Note: In order to stay up-to-date on discussions and announcements, you should check into WebCT every day or so.
I have a couple of small requests with regard to the WebCT discussion forums. The WebCT forums will be our main mode of communication in this course. In order to keep this communication more or less organized, I will set up different forums for different purposes. For example, in addition to a forum for each lecture, I will also set up a "Greetings" forum for you to describe who you are and why you are taking this particular course. So, my first request is that you try to direct your comments to the appropriate forum. My second request is that you make use of the "Quote" feature. I have found that it is usually much easier to follow discussions on WebCT forums when people use the "Quote" feature to quote (at least parts of) the message that they are responding to.
In addition to the forums, there is also WebCT mail. Please use WebCT mail (instead of the forums) for any personal correspondence.
Finally, WebCT includes chat rooms. I am not going to schedule any official chat sessions. (Being kind of methodical in composing postings, I tend to prefer the asynchronous discussion forums.) However, the chat rooms are available to you. In particular, they may come in handy for coming up with, and working on, the group presentations (see below). In addition, if anyone wants to organize a chat session on some selected topic from the course, I would be happy to attend.
Unless otherwise noted, assignments and exams will be due at midnight Tucson time. I don't plan to start grading them at midnight; I just want to be sure that I have them in my hands when I get up the following morning. By the way, Tucson is always on Mountain Standard Time (MST).
Note: In most cases, the assignments will be about the material discussed in the preceding lecture. In a few cases, the assignments may be about the material that will be discussed in the next week’s lecture. In those cases, I want to get your take on the readings before I give my take.
Note: I do understand that group presentations, especially in a virtual course, present certain difficulties. Let me know if you are having any problems.The "Group Presentation" requires each of you to participate in creating an online presentation.

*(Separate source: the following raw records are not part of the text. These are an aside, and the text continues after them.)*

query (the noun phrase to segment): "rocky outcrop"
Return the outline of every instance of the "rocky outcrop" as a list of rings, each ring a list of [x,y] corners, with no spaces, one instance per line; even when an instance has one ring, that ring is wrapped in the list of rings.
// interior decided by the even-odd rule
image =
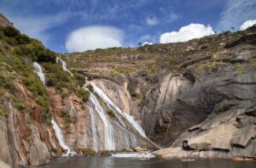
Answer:
[[[176,98],[183,103],[179,104],[179,109],[189,105],[188,112],[194,114],[192,116],[202,117],[204,121],[197,120],[194,126],[183,127],[180,133],[183,133],[172,141],[171,147],[156,151],[156,155],[165,158],[255,157],[256,69],[247,62],[253,53],[237,54],[245,61],[232,64],[241,64],[240,68],[230,63],[222,64],[225,66],[222,70],[217,67],[214,72],[202,74],[201,81],[197,77],[189,91],[181,90],[182,93]],[[182,123],[194,120],[193,117],[182,120]],[[168,123],[169,128],[183,126],[173,122]],[[170,132],[167,136],[166,138],[173,137],[175,133]]]
[[[22,86],[16,83],[28,107],[34,113],[37,111],[37,104],[32,98],[32,94]],[[9,111],[8,118],[1,117],[1,161],[10,167],[19,165],[38,165],[49,161],[53,155],[57,154],[60,146],[55,137],[53,130],[46,125],[38,122],[38,115],[20,112],[13,102],[5,101],[4,106]]]

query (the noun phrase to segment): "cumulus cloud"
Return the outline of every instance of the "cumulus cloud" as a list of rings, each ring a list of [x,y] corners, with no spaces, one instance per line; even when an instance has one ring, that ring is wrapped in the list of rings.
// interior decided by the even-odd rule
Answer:
[[[123,32],[110,26],[87,26],[68,35],[65,48],[68,52],[121,47]]]
[[[159,23],[159,20],[156,17],[147,17],[146,22],[148,25],[155,25]]]
[[[143,43],[143,46],[145,46],[145,45],[152,45],[152,44],[153,44],[153,42],[144,42]]]
[[[221,13],[219,31],[230,30],[231,27],[239,29],[244,20],[255,18],[255,0],[228,0]]]
[[[46,32],[47,30],[60,25],[68,20],[68,13],[59,13],[55,15],[46,16],[14,16],[7,14],[8,18],[14,22],[21,32],[28,36],[39,39],[44,43],[50,39],[50,36]]]
[[[249,20],[245,22],[241,25],[240,30],[243,31],[246,30],[247,28],[249,28],[256,24],[256,20]]]
[[[178,30],[178,31],[166,32],[160,35],[160,43],[177,42],[186,42],[194,38],[201,38],[206,36],[213,35],[215,32],[210,25],[201,24],[190,24]]]

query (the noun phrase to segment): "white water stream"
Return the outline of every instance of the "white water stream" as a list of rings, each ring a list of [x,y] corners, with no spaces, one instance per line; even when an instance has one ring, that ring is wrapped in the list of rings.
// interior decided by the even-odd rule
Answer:
[[[96,86],[94,83],[91,83],[94,91],[103,99],[103,101],[111,106],[115,111],[117,111],[120,115],[122,115],[124,118],[125,118],[130,124],[137,131],[137,132],[144,137],[146,137],[145,132],[143,129],[143,127],[134,120],[133,116],[129,115],[125,112],[124,112],[118,105],[116,105],[111,99],[105,94],[105,92],[100,89],[97,86]]]
[[[61,129],[59,127],[58,124],[55,122],[54,119],[51,120],[51,123],[53,125],[53,129],[55,130],[55,135],[57,137],[61,147],[65,150],[67,150],[67,153],[64,154],[63,156],[69,156],[69,155],[73,156],[73,154],[75,154],[75,152],[71,151],[69,147],[65,143]]]
[[[60,64],[62,66],[64,71],[68,72],[71,76],[73,76],[73,73],[67,69],[67,64],[60,58],[56,58],[56,63]]]
[[[103,109],[103,108],[101,106],[100,103],[98,102],[97,98],[95,97],[93,93],[90,94],[89,102],[94,104],[94,108],[100,116],[103,126],[104,126],[104,149],[108,150],[115,150],[115,144],[114,144],[114,134],[113,134],[113,126],[108,120],[108,115],[106,114],[106,111]],[[91,120],[93,117],[91,117]],[[95,120],[95,119],[93,119]],[[94,120],[91,121],[96,125],[96,122]],[[96,141],[96,137],[93,137],[94,141]]]
[[[90,102],[89,103],[89,110],[90,115],[90,127],[91,127],[91,133],[92,133],[93,149],[95,151],[98,151],[99,148],[98,148],[98,136],[96,131],[96,125],[93,106]]]
[[[45,85],[45,76],[44,74],[41,65],[38,62],[33,62],[32,65],[34,68],[34,71],[39,76],[39,78],[40,78],[41,81],[44,83],[44,85]],[[61,130],[59,127],[58,124],[55,121],[54,119],[51,120],[51,123],[53,124],[53,129],[55,130],[56,137],[59,141],[61,147],[62,148],[64,148],[65,150],[67,150],[67,153],[64,154],[64,156],[73,155],[75,154],[75,152],[72,151],[70,149],[70,148],[67,145],[66,145]]]
[[[34,68],[34,72],[37,73],[38,77],[40,78],[41,81],[45,85],[45,76],[43,72],[41,65],[38,62],[33,62],[33,68]]]

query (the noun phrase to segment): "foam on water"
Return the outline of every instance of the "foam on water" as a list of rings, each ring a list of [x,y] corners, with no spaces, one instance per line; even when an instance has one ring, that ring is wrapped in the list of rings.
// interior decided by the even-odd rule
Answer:
[[[112,154],[114,158],[139,158],[139,159],[149,159],[154,158],[155,156],[150,152],[133,152],[133,153],[117,153]]]

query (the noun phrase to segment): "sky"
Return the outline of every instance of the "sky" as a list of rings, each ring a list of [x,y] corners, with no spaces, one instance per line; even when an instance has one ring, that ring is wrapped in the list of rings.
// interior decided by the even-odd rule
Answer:
[[[256,24],[256,0],[0,0],[0,13],[55,52],[186,42]]]

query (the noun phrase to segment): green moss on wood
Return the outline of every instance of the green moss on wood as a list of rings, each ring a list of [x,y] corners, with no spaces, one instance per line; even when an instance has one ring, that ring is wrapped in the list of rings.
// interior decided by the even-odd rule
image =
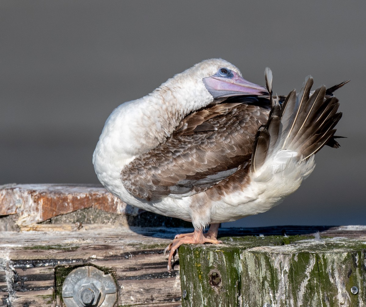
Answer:
[[[42,251],[47,251],[51,249],[63,251],[71,252],[76,251],[79,248],[79,246],[69,244],[55,244],[52,245],[32,245],[25,246],[23,249],[38,249]]]
[[[180,248],[183,307],[366,304],[365,242],[300,236],[223,240]],[[360,289],[356,295],[354,286]]]

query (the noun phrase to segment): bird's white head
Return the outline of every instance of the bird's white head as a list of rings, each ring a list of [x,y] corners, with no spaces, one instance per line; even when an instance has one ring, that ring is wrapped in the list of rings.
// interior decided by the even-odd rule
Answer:
[[[221,59],[202,61],[169,79],[156,91],[168,90],[198,108],[232,96],[268,94],[265,88],[243,79],[237,67]]]

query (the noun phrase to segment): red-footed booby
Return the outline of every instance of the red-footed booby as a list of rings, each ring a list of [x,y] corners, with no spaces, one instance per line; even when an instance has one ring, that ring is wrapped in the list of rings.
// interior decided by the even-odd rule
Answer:
[[[308,77],[298,93],[275,101],[272,79],[267,70],[266,88],[207,60],[107,119],[93,155],[102,184],[126,203],[193,224],[166,249],[168,270],[181,244],[221,243],[219,223],[270,209],[311,173],[318,151],[339,146],[332,93],[345,82],[310,93]]]

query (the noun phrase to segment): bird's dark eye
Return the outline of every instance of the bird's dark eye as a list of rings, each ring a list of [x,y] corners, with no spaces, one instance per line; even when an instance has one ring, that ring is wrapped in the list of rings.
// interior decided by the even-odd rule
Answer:
[[[219,73],[223,77],[226,77],[229,74],[229,70],[227,68],[220,68],[219,70]]]

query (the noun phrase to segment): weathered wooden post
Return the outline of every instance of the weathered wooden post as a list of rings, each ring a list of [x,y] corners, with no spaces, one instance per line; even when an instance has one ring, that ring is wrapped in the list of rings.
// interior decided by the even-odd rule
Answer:
[[[182,246],[182,306],[366,306],[366,240],[312,237]]]

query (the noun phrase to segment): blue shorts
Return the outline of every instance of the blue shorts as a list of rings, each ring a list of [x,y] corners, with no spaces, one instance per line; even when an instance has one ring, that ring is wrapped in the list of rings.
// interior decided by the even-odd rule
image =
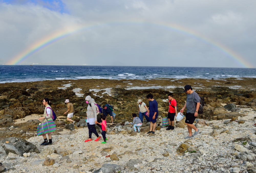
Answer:
[[[110,117],[113,117],[113,114],[112,113],[112,112],[109,112],[109,113],[107,113],[106,112],[105,112],[105,114],[104,114],[106,117],[107,117],[108,116],[108,114],[109,114],[109,115],[110,116]]]
[[[148,119],[149,119],[149,121],[150,122],[152,122],[153,123],[155,123],[156,122],[156,119],[157,119],[157,117],[158,116],[158,115],[156,115],[155,119],[153,120],[153,116],[151,116],[150,115],[149,117],[148,117]]]

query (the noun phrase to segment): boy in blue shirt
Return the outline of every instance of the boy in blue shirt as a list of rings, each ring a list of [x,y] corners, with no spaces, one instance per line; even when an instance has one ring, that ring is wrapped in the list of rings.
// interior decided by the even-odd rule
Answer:
[[[111,118],[111,121],[113,123],[113,114],[112,112],[114,110],[114,108],[109,104],[106,104],[104,105],[102,107],[103,108],[102,109],[103,115],[107,117],[108,114],[109,114],[110,118]],[[111,110],[111,109],[112,110]]]

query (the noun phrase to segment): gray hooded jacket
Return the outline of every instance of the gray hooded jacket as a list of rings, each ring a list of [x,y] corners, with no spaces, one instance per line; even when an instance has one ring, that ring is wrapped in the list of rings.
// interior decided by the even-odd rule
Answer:
[[[85,99],[88,100],[89,103],[92,105],[92,107],[91,107],[90,105],[88,104],[88,106],[87,107],[87,111],[86,112],[87,118],[94,118],[95,119],[95,121],[97,121],[97,111],[96,111],[96,106],[94,104],[92,99],[90,96],[87,96],[85,98]]]

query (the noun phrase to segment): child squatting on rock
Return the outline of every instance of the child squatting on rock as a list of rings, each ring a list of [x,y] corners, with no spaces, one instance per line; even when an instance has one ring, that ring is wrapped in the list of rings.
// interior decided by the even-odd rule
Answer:
[[[108,129],[107,129],[107,122],[106,121],[106,117],[104,115],[103,115],[101,117],[101,120],[102,122],[101,123],[97,122],[97,124],[100,124],[101,126],[101,129],[102,130],[102,132],[101,132],[101,135],[104,140],[104,142],[101,143],[102,144],[105,144],[106,143],[106,140],[107,140],[108,139],[106,138],[106,133],[108,131]]]
[[[137,117],[137,115],[136,113],[134,113],[132,114],[132,117],[133,117],[133,121],[132,123],[129,123],[129,124],[134,124],[133,125],[133,129],[134,131],[136,131],[136,127],[138,129],[138,132],[140,133],[140,127],[142,125],[142,123],[141,122],[140,118]]]

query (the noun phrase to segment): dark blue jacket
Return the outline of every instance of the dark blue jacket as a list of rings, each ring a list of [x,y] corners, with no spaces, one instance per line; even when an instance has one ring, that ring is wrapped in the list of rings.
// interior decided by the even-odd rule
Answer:
[[[109,107],[111,108],[112,109],[114,109],[114,108],[113,107],[113,106],[109,104],[106,104],[106,105],[108,106],[106,106],[106,107],[107,107],[107,109],[105,109],[104,108],[103,108],[102,109],[102,110],[103,112],[103,114],[104,115],[106,116],[107,115],[108,115],[108,114],[110,112],[112,112],[112,111],[110,109]]]

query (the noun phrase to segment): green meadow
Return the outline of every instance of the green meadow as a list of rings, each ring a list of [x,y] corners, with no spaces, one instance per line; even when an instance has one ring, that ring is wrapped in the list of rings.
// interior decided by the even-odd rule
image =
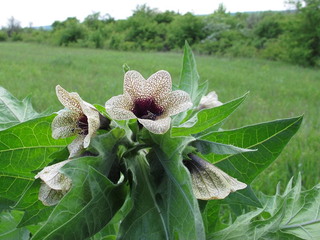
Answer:
[[[141,52],[0,43],[0,85],[21,100],[32,93],[38,112],[53,105],[58,84],[78,92],[85,101],[104,105],[123,93],[124,63],[145,78],[163,69],[179,82],[182,52]],[[320,181],[320,71],[255,59],[196,56],[202,81],[219,100],[228,101],[250,91],[245,102],[228,119],[231,129],[304,113],[300,130],[275,162],[252,185],[256,192],[274,194],[299,172],[309,189]]]

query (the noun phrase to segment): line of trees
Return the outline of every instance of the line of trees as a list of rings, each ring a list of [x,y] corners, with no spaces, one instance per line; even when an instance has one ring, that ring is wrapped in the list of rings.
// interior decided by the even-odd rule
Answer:
[[[143,5],[126,20],[115,20],[108,14],[94,13],[82,22],[74,17],[56,21],[50,31],[23,29],[12,18],[12,24],[0,31],[0,41],[168,51],[180,50],[186,39],[200,53],[319,66],[320,0],[304,0],[304,4],[301,1],[291,2],[295,10],[281,12],[231,14],[221,4],[205,16],[161,12]]]

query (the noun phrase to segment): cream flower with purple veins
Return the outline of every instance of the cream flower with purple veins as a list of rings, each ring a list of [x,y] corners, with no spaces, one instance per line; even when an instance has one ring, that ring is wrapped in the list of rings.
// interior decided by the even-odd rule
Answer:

The presentations will take place during the last few weeks of the semester. We will treat the presentations like any other virtual lecture. For instance, I will set up a forum for each presentation, presentations will be required reading, etc. You will create your presentation in collaboration with three other members of the class. You can choose your own partners. Each group will sign up for a specific date to put their presentation online.
Note: Both of these assignments will require you to create and publish web pages. If you do not have much experience in this area, you should give yourself plenty of time to work out the technical details. Click here for information on creating HTML documents.The "Individual Project" essentially requires each of you (individually) to create a web site that contains verifiable information. This project will be due on Tuesday, December 3.
In the meantime, you should start reading the articles listed under "Inaccurate Information on the Internet" on the list of readings.
This document was last modified on September 4, 2002.